The company, owner of the KeyStore convenience store brand, achieved gross profit of £10.1m and reduced operating costs by a further £400,000. Turnover for the year was £151m, down 4.4% in a highly challenging retail trading environment and amid strong competition.
JW Filshill drove down costs by ramping up investment in IT systems and adding value to the services it offers its retail customers across Scotland and the north of England by introducing innovative selling techniques via social media platforms.
The company also launched its export subsidiary, JW Filshill International, trading as The Craft Beer Clan of Scotland.
Simon Hannah (pictured), Managing Director of JW Filshill, said: “The independent retail trade remains highly competitive and challenging, and we seek to manage the principal risk of losing customers by offering strong promotions and wide-ranging advice and support.” Advice with store layouts, promotional leaflets for consumers, digital social media marketing and free on-loan Epos till installations had been well received by the firm’s progressive retail customers, he added.
“Continued investment in IT systems, electronic order capture methods and electronic data interchange with suppliers continues to add value to customers, suppliers and our business,” Hannah said.

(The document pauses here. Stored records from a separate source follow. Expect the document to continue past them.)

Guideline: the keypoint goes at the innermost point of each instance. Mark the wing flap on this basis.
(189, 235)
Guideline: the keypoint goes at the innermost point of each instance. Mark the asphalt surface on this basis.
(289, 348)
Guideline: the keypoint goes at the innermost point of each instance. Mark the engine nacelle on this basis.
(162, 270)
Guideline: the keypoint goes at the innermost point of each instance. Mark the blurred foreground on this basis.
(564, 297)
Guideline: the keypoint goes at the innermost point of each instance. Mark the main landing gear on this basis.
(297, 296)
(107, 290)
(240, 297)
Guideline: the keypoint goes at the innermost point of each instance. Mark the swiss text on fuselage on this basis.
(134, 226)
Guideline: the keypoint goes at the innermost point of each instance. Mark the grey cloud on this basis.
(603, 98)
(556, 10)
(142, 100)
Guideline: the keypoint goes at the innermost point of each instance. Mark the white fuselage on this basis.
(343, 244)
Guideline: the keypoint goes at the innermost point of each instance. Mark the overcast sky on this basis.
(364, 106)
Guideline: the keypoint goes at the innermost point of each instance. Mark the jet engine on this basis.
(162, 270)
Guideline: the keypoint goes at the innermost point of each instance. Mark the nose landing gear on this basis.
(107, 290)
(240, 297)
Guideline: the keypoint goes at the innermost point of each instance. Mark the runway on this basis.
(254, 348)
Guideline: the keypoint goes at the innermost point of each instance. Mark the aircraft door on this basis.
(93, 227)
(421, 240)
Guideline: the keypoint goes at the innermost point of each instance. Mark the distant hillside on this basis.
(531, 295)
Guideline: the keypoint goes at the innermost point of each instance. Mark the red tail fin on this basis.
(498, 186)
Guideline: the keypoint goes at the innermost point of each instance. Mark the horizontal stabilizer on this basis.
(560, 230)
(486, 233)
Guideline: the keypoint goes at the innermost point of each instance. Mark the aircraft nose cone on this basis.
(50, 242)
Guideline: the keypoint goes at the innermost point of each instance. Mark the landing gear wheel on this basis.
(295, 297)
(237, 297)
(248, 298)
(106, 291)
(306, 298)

Added-value support for all customers, Hannah pointed out, was particularly important at a time when competition from the large supermarkets remains intense. But he said that competition from other independents and discounters was also increasing with new players arriving on the convenience store scene.
“The good news is that independent retailers are experiencing a resurgence in popularity with consumers who are increasingly turned off by the major retail multiples,” he said. “However, we have the more recent competition from the discount retailers – Lidl and Aldi – which are striking a chord with consumers who previously haven’t considered shopping there.
“That’s why we’re investing more heavily in technology and social media, and trying to be smarter when it comes to marketing in order to engage with shoppers who are increasingly using mobile technology in their everyday lives.”
An upbeat Hannah also pointed to JW Filshill’s strong balance sheet, showing net assets of approximately £14m. “We continue to place emphasis on staff performance and measured incentives schemes and believe that the monitoring of non-financial KPIs such as vehicle fuel performance, sales service levels/range achievements, unanswered telesales calls and returned orders is an effective part of our business performance review.
“We believe the decline of sales in recent years will reverse and growth will return within the following three years due to population growth and a change in consumer spending habits migrating towards the convenience sector.
“We also expect export sales via our new JW Filshill International business to reach satisfactory levels by 2016.
“Interest in our export sales and consolidation model is increasing with more Scottish producers looking for us to take their products to international markets as part of a wider Scottish portfolio.”